The 698 transient errors are recoverable on a re-run because immich_stage.py does not add them to the seen set. Each transient asset would be retried.

4b. Embed (Windows DML)

queue:                  10261 entries
new face records:       19462
new noface records:         1
load errors:              125    (likely HEIC / unreadable)
elapsed:                3878.0s  (64.6 min, 2.6 img/s end-to-end)

The 2.6 img/s end-to-end includes CIFS-share image load, image decode, DML inference (~50 ms/face), and JSON / NPZ flushing. Pure DML inference is faster; the rest of the pipeline dominates at scale.

4c. Cluster

existing canonical centroids: 25
faces already covered (cos-dist <= 0.45): 8103/19480  (42%)
  faceset_001:  1856
  faceset_002:  2666
  faceset_003:   670
  faceset_004:    48
  faceset_005:    40
  ... (smaller hits to the remaining 20)
unmatched faces to cluster:  11377
clusters at threshold 0.55:   2534  (top sizes [469, 444, 342, 338, 262, ...])
survived refine gates:         239
emitted as new facesets:       185  (54 dropped by export-swap's 0.45 outlier)

Top-level facesets_swap_ready/manifest.json after this run: 216 facesets (up from 31; ~7× growth) + 68 thin_eras under _thin/.

5. Surprises and caveats

5a. /search/metadata's userIds filter is silently ignored (Immich v2.7.2)

When the admin API key is used, passing userIds=[<other-user-uuid>] returns admin's own assets, not the other user's. The filter is silently dropped. Verified by sampling 200 returned items and confirming ownerId was admin for all of them.
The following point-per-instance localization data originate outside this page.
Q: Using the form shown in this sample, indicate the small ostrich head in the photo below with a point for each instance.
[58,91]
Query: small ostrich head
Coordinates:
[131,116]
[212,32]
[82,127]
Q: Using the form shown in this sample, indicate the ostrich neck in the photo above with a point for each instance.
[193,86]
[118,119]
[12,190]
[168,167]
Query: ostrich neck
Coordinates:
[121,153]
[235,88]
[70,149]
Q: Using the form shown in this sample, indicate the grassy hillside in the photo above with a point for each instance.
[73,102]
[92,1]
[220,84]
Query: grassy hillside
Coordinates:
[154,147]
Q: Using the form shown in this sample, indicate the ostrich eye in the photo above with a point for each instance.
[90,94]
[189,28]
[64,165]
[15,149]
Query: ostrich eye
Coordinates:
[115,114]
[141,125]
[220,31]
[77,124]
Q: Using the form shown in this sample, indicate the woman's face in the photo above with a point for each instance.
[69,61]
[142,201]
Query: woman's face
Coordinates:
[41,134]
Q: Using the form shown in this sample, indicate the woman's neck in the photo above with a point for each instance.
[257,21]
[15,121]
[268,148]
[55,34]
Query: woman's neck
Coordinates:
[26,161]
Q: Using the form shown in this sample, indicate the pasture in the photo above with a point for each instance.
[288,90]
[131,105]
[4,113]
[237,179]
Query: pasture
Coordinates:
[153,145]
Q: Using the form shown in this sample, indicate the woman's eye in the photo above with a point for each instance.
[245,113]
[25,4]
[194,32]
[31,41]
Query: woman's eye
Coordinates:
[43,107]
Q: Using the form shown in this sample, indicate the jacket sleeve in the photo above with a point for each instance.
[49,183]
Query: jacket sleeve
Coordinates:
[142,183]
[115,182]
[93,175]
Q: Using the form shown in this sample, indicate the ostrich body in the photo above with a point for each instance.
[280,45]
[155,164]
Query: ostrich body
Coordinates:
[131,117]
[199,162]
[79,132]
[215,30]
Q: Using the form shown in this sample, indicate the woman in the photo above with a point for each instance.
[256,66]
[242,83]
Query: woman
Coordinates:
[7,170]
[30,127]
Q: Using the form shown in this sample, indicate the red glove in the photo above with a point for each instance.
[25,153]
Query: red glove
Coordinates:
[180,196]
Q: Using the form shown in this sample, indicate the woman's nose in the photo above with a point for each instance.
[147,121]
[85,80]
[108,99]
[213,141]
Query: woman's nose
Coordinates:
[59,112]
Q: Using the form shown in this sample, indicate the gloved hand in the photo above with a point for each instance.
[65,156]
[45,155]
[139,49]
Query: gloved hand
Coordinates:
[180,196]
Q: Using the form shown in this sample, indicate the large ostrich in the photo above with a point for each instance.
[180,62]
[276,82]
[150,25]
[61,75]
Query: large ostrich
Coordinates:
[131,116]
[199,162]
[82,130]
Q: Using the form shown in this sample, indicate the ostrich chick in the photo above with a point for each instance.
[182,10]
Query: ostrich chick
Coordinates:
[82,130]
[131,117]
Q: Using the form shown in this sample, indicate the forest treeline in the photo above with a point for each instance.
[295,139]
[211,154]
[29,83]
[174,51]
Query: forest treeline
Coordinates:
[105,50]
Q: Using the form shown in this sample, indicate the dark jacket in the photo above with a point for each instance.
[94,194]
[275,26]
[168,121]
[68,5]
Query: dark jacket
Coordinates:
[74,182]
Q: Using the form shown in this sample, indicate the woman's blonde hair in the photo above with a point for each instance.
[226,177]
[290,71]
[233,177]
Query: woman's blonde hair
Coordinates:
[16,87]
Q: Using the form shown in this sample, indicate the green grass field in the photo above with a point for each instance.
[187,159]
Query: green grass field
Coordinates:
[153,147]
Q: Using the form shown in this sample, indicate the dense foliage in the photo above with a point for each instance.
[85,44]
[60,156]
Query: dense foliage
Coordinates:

To process another user's library, a separate API key issued by that user is required — the admin key cannot enumerate cross-user libraries through any documented endpoint we tried. /timeline/buckets with a userId query parameter returns Not found or no timeline.read access.
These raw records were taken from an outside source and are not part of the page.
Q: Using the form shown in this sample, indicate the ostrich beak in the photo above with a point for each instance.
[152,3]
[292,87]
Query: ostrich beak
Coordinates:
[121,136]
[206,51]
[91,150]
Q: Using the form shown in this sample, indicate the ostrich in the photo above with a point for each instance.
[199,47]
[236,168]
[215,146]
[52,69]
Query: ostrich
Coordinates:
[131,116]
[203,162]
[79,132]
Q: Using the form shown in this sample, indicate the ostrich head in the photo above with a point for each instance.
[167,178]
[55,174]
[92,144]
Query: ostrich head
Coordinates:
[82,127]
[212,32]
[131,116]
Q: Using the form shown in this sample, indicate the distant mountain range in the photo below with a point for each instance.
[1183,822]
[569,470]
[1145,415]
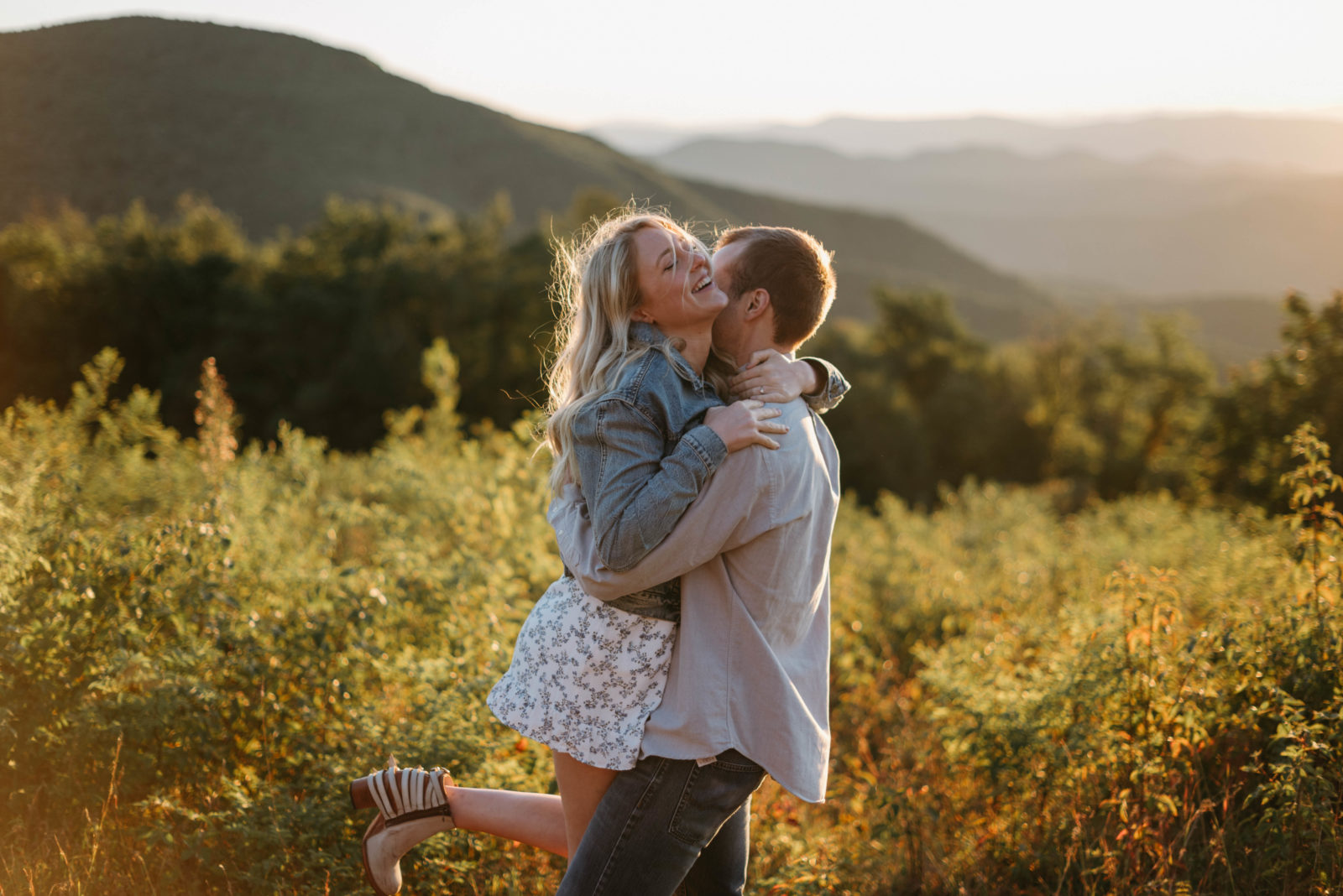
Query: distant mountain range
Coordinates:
[270,125]
[1313,145]
[1155,227]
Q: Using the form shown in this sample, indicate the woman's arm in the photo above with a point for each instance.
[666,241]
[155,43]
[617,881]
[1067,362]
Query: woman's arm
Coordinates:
[772,378]
[635,494]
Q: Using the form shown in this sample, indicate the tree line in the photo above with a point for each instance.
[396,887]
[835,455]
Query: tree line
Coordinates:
[326,329]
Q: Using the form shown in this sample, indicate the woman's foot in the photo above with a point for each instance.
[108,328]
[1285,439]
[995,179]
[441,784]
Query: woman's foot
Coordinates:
[411,805]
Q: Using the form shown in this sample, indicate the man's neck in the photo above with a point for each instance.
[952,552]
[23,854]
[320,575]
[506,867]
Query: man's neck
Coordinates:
[759,345]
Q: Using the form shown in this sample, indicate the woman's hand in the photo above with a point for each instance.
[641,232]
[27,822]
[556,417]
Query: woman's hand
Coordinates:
[745,423]
[771,378]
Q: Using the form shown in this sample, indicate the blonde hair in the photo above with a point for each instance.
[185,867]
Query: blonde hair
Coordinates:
[597,289]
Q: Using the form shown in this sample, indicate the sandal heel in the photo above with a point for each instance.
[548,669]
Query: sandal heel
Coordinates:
[360,794]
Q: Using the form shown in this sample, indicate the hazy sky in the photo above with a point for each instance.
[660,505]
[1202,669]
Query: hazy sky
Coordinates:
[581,63]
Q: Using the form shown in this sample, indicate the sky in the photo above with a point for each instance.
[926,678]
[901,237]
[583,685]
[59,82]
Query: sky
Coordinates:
[738,62]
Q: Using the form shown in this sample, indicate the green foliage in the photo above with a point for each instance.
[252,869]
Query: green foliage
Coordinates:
[1267,401]
[198,649]
[324,329]
[201,645]
[1090,408]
5b. /server/statistics undercounts what the search returns

/server/statistics reported admin = 53,842 photos. Our /search/metadata paginated through... 53,842 top-level. So the header agrees with the body in this case. But /server/statistics does NOT count items that live under external libraries' import paths — yet /search/metadata does include them. For this Immich, two external libraries (/mnt/media/photos and /mnt/media/omv_photos) are configured but /libraries reports assetCount=0 for both. Yet 80% of our staged paths come from those library import paths. Don't trust statistics-vs-search consistency.
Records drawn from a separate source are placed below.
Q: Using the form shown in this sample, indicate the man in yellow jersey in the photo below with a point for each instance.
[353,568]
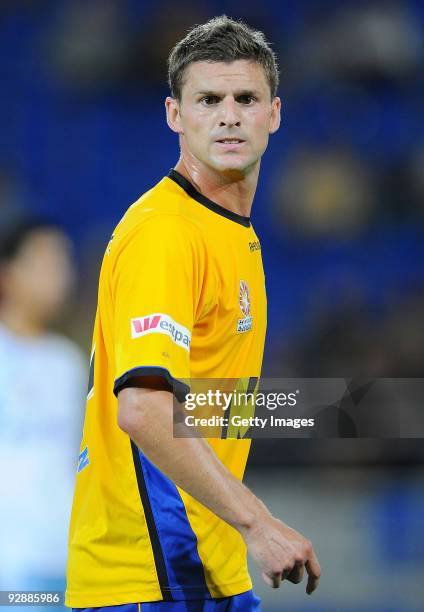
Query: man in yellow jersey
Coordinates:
[161,523]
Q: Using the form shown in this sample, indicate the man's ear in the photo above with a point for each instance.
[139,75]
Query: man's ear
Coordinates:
[173,117]
[275,121]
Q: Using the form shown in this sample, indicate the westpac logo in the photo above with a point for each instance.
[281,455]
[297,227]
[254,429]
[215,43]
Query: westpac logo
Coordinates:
[159,323]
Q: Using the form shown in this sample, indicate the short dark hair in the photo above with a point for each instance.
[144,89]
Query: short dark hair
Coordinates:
[221,39]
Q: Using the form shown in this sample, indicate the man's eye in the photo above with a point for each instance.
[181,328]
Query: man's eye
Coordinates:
[209,100]
[245,99]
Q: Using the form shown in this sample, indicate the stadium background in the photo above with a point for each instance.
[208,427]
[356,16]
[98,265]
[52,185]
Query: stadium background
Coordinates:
[339,211]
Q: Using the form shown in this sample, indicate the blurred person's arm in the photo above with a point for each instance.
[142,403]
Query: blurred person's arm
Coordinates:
[146,415]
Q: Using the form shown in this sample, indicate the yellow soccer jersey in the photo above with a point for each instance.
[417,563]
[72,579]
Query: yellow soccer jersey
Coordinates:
[182,295]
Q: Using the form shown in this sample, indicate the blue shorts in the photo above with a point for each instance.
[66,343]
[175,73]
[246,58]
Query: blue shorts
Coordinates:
[245,602]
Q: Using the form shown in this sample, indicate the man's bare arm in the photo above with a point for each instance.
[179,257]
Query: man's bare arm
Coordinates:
[146,415]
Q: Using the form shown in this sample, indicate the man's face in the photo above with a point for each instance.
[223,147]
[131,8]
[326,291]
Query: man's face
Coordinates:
[225,114]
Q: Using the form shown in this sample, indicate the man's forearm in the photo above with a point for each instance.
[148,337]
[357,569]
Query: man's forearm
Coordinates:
[188,462]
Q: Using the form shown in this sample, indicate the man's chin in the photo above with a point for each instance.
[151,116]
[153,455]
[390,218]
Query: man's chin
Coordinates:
[228,166]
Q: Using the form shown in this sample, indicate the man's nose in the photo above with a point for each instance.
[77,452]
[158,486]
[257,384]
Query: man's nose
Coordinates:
[229,113]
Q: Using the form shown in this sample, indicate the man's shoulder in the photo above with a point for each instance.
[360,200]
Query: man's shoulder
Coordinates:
[161,208]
5c. Indexed Immich thumbnails masquerading as assets

5,563 of our 10,261 staged paths are <library>/thumbs/.../-preview.jpeg — Immich's own internally-generated thumbnails got indexed because the external library import path included the thumbs subdirectory and the exclusion patterns didn't list **/thumbs/**. They embed and cluster fine but produce lower-resolution face records. The fix on the Immich side is adding **/thumbs/** to the exclusion patterns.

5d. Internal byte-duplicates (2,976)

Many Immich assets are byte-identical to other Immich assets — typically because the same photo was uploaded both from a phone and from a synced cloud folder. sha256 dedup catches all of these on the second download (we still pay the bandwidth, but skip the disk write and embed work). With Immich v2.7.2's own assets/duplicates endpoint we could catch this earlier, but it's not currently used.

6. Re-running and applying to other Immich instances

export IMMICH_URL=https://your-immich.example.com
export IMMICH_API_KEY=...           # admin or per-user key

# Optional: populate work/immich/users.json with label -> UUID map.

# 1. Stage (parallel /faces + downloads, resumable).
python work/immich_stage.py --user peter --workers 8

# 2. End-to-end finalize: copy queue to /mnt/c/, run Windows embed worker,
#    copy the cache back, run cluster_immich.py.
bash work/finalize_immich.sh peter

For a different Immich instance, the only configuration is the env vars and the users.json sidecar. cluster_immich.py's tunables (matching threshold, clustering threshold, refine gates, MIN_FACES) are at the top of the script.

To process a second user's library, issue a per-user API key in the Immich admin UI for that user, set IMMICH_API_KEY to that key, and re-run with their --user <label>. The admin key cannot impersonate other users via the search API.